The result was terahertz wavelength emissions about 100 femtoseconds in length, suitable for a fast pulsed laser. Many applications could benefit from a terahertz laser, including research into high-temperature superconductors, according to Gierz who performed the work with colleagues at the Central Laser Facility in Harwell, England, and the Max Planck Institute for Solid circuit board State Research in Stuttgart, Germany. "High-temperature superconductors -- but also other materials circuit board -- exhibit numerous excitations in the terahertz range," said Gierz. "Aside from fundamental research, terahertz light sources have numerous other applications."

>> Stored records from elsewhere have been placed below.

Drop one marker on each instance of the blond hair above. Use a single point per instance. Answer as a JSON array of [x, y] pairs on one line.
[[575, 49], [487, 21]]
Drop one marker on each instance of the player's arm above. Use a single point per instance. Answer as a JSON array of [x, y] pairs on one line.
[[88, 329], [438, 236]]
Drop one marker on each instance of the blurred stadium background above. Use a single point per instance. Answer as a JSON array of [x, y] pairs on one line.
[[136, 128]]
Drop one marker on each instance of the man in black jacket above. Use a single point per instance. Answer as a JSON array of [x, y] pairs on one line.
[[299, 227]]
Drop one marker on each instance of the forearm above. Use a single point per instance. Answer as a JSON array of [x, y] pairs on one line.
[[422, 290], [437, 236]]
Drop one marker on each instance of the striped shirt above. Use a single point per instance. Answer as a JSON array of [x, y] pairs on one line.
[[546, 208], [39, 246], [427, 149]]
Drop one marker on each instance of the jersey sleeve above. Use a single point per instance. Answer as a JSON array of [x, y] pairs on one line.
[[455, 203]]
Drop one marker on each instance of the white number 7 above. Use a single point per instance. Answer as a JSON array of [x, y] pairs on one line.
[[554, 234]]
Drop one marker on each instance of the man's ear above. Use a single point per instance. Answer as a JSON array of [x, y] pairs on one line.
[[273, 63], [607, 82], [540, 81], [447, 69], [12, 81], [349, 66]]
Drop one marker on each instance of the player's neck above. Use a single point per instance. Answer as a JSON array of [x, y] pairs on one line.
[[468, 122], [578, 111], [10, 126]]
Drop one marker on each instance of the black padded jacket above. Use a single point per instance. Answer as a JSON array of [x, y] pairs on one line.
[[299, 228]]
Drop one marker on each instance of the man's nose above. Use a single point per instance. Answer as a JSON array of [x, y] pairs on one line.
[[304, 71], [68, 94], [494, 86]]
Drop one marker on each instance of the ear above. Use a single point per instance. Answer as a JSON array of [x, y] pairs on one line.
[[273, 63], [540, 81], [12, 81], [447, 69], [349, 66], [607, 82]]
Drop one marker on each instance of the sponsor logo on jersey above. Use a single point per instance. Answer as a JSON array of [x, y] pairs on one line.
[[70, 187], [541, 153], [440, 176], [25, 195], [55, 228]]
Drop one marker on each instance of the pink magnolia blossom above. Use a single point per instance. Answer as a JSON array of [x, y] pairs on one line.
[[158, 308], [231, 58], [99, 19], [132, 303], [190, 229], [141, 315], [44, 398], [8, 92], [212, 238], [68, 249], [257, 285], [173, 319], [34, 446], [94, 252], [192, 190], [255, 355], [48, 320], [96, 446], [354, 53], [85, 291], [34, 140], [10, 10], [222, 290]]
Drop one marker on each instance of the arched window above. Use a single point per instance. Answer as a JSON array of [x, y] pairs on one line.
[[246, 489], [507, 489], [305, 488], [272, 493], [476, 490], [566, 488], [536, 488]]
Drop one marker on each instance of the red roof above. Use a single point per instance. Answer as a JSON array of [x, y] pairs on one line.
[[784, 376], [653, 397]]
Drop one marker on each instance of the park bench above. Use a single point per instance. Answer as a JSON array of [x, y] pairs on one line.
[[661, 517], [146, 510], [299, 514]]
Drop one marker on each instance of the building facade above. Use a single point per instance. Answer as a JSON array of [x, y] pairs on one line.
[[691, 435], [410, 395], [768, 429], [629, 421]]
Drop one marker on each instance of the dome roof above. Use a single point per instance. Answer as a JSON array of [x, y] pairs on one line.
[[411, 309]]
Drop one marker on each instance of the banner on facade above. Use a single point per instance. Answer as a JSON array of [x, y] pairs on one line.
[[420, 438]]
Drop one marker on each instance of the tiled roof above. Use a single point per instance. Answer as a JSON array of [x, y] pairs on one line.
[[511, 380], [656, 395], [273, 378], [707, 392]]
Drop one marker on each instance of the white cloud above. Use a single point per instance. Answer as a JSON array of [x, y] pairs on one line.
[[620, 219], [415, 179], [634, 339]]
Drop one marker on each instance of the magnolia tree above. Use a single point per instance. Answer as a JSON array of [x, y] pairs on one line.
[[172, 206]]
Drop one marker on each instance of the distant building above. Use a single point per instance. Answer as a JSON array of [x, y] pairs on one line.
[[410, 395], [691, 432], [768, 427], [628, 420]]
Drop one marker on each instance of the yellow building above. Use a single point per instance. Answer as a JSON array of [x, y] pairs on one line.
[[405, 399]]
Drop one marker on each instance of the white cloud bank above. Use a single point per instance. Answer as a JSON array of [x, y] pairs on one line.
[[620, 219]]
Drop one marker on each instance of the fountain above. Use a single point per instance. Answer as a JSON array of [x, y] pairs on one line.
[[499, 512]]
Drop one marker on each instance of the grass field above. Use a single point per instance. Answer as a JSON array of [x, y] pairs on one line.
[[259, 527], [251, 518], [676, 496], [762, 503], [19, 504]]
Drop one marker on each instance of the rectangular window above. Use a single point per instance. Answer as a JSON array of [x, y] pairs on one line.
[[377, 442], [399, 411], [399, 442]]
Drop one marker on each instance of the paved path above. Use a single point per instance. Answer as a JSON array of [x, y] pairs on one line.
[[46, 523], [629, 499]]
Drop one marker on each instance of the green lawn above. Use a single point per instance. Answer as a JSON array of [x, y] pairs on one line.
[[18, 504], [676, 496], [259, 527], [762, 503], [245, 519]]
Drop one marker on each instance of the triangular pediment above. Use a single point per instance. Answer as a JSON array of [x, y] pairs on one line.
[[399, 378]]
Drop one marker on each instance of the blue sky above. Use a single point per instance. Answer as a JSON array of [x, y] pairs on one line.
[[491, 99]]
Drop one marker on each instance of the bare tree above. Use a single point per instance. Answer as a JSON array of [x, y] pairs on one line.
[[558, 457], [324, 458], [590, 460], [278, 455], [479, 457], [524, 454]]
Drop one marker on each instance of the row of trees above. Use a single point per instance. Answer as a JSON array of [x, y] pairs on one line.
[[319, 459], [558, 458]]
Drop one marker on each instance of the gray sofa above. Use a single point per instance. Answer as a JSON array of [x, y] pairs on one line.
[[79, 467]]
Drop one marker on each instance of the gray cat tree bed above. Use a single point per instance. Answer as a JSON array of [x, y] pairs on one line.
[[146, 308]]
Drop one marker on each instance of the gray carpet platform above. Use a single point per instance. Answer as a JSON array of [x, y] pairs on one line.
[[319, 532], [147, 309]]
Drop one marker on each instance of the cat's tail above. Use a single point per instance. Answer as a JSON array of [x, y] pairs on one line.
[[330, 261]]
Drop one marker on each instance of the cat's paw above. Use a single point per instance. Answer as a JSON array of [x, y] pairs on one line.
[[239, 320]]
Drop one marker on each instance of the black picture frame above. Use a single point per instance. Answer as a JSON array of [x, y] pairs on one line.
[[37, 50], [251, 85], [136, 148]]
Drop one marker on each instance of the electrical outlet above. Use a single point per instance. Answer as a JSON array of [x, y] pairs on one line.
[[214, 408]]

So far, Gierz and her research group at Max Planck have surmounted two of the three hurdles to producing a graphene-based terahertz laser, with the last element on their to-do list. "A laser consists of three parts: an active medium for light amplification, a pump source that supplies the power, and a laser cavity," Gierz told us. "We have demonstrated the first and second. The cavity, however, needs to be designed." Gierz and colleagues also tried to show that graphene could be used in a manner opposite to a laser, that is, for light harvesting in solar cells. What they found was that one graphene electron can potentially release multiple photons for stimulated emission in a laser, but the opposite process -- one photon releasing multiple electrons as is necessary for solar cells -- was not observed, leading the group to believe that graphene will not work for photovoltaics.